Exploring String Implementation Through Redis Source Code

Overview

I’ve been learning C through Redis recently, and I have to say that Redis code is really neatly written. This article is a comprehensive and in-depth explanation of the source code implementation of the Redis data structure, so I hope you can learn something from it.

The source code for Redis strings is placed in two files, sds.c and sds.h. The implementation has been stripped out into a separate library: https://github.com/antirez/sds.

The dynamic string structure of Redis is shown in the following figure.

redis string

SDS consists of two parts: header and data segment. header also contains three fields: len, alloc, and flags. len indicates the length of data. alloc indicates the length of allocated memory, and flags indicates the data type of sds.

In previous versions, the header of sds actually occupied a fixed size of 8 bytes of memory, so if all the strings stored in redis were small, the header of sds would take up a lot of memory space.

However, as the version of sds has changed, there have been some optimizations in memory usage.

before sds 2.0 the header size was fixed int type, after 2.0 the header len and alloc types are adjusted according to the incoming character size to save memory.
The header structure is modified with __attribute__ to prevent the compiler from automatically aligning the memory, which reduces the amount of memory used by the compiler due to the number of padding caused by memory alignment;

There are five types of sds header defined in the current version, of which sdshdr5 is useless, so it is not drawn.

sds header

Source code analysis

Creation of sds

The sds is created with the following functions.

sds sdsnewlen(const void *init, size_t initlen);
sds sdsnew(const char *init);
sds sdsempty(void);
sds sdsdup(const sds s);

sdsnewlen passes in a string of C to create a string of sds and needs to pass in the size; * sdsnewlen passes in a string of C to create a string of sds and needs to pass in the size.
sdsnew passes in a string of C to create a string of sds, which actually calls strlen(init) inside to calculate the length and then calls sdsnewlen.
sdsempty will create an empty string “”.
sdsdup calls sdsnewlen, which copies an already existing string.

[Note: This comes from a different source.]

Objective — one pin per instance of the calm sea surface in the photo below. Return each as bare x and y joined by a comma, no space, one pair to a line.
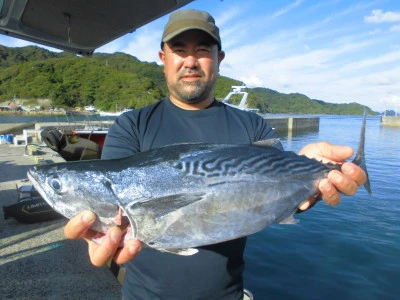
351,251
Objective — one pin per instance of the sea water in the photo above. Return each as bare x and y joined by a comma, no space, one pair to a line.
351,251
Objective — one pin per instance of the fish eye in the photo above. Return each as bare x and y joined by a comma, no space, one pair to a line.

So you can tell by the creation above that eventually sdsnewlen will be called to create the string, so let’s see exactly how this function is implemented.

sdsnewlen

In fact, for the creation of a string object, there are actually three things done: requesting memory, constructing the structure, and copying the string into the string memory area. Let’s look at the specific implementation of Redis.

Request Memory

sds sdsnewlen(const void *init, size_t initlen) {
    void *sh; //指向SDS结构体的指针
    sds s; //sds类型变量，即char*字符数组
    char type = sdsReqType(initlen); //根据数据大小获取sds header 类型
    if (type == SDS_TYPE_5 && initlen == 0) type = SDS_TYPE_8;
    int hdrlen = sdsHdrSize(type); // 根据类型获取sds header大小
    unsigned char *fp; /* flags pointer. */

    assert(hdrlen+initlen+1 > initlen); /* Catch size_t overflow */
    sh = s_malloc(hdrlen+initlen+1); //新建SDS结构，并分配内存空间，这里加1是因为需要在最后加上\0
    ...
    return s;
}

Before the memory request, there are several things that need to be done.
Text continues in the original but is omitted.